My first centerfire handgun was a Smith & Wesson Model 28 Highway Patrolman revolver. This .357 Mag sixgun was built on the rugged N-Frame, the same as that used on the S&W Model 29 .44 Mag. This big wheelgun was the test bed for my foray into handloading, and it gobbled up some horrendous loads constructed with hard-cast, 158-grain SWC bullets backed by healthy doses of 2400, H110 and W296 powder and sparked with magnum primers. That being said, I’ve always had a soft spot for N-Frames and have a number in my personal collection.
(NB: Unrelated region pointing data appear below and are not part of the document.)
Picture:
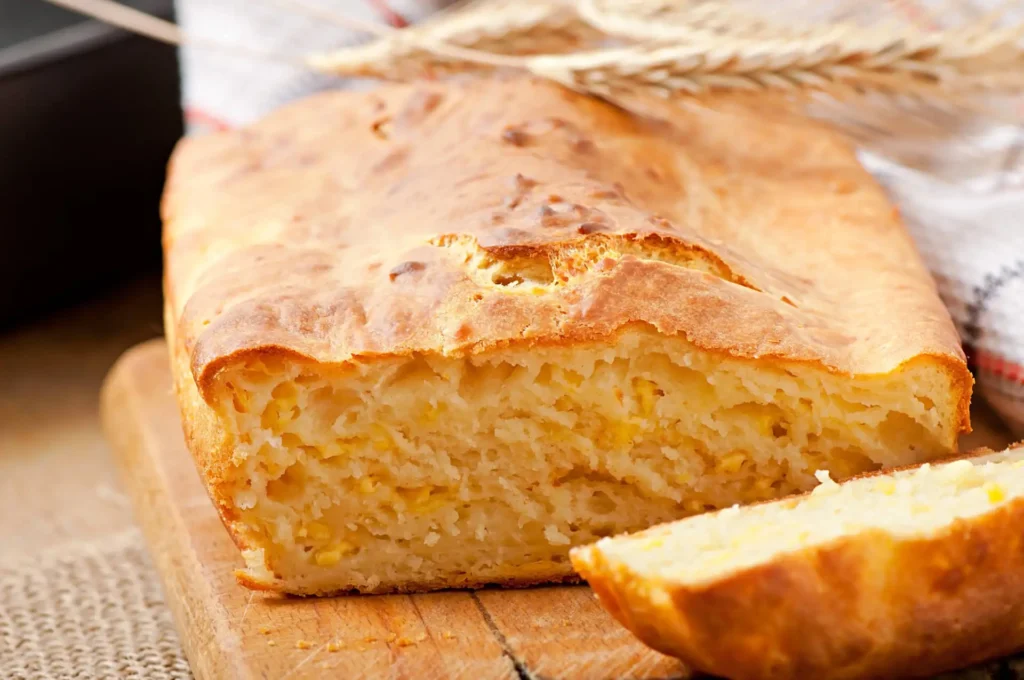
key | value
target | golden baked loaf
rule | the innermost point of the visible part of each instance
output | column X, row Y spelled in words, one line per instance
column 898, row 575
column 435, row 335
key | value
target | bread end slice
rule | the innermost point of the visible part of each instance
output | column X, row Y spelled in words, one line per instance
column 898, row 575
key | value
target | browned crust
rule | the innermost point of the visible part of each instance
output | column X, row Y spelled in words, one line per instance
column 279, row 244
column 269, row 246
column 865, row 605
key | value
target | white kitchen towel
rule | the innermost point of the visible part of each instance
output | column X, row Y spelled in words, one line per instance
column 963, row 199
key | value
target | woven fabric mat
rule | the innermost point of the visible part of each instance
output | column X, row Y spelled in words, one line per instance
column 87, row 610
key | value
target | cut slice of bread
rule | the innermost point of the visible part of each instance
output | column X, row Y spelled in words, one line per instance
column 898, row 575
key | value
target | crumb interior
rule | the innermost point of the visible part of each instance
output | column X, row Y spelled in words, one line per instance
column 905, row 504
column 480, row 467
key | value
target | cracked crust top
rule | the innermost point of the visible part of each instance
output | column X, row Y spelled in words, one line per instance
column 454, row 217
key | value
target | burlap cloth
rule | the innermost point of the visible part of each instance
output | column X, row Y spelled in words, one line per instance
column 79, row 597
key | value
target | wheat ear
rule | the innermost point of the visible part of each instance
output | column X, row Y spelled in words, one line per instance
column 512, row 27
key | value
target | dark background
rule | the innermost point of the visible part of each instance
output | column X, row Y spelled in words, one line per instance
column 88, row 118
Another favorite is the S&W Registered .357 Mag, which was later called the Model 27. I have an early post-war “Pre-27” with a 5-inch barrel—a barrel length that I favor on both revolvers and autoloaders.
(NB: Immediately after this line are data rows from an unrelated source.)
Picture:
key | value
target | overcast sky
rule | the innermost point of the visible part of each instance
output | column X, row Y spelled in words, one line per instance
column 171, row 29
However, there’s an emerging new class of wheel guns that strike an aggressive line and veer away from the blued steel and hardwood grips of the revolvers of yore. And just like with the AR market where customers are starting to look for something different, your handgun buyers might want to see what’s out there among this new class of revolvers that pulls at their tactical heartstrings.
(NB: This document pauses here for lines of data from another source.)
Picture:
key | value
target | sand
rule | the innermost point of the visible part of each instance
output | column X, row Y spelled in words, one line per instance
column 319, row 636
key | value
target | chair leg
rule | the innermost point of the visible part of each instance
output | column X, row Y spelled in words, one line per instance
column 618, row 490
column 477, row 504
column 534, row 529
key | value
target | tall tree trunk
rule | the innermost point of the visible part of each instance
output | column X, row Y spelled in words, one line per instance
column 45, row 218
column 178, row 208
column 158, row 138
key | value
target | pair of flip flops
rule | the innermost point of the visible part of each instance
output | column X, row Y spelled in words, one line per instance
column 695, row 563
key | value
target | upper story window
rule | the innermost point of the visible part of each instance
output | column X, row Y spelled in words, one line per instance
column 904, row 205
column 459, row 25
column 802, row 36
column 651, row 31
While handguns selected for concealed carry are often compact and lightweight, so as to be more comfortable to the wearer and more likely to be carried, the home defense or “house gun” has no such restrictions, unless maybe it’s too big for your bedside table drawer. With this in mind, I recently tested a revolver from Smith & Wesson’s Performance Center, and for those who prefer wheelguns it could just be the ultimate house gun.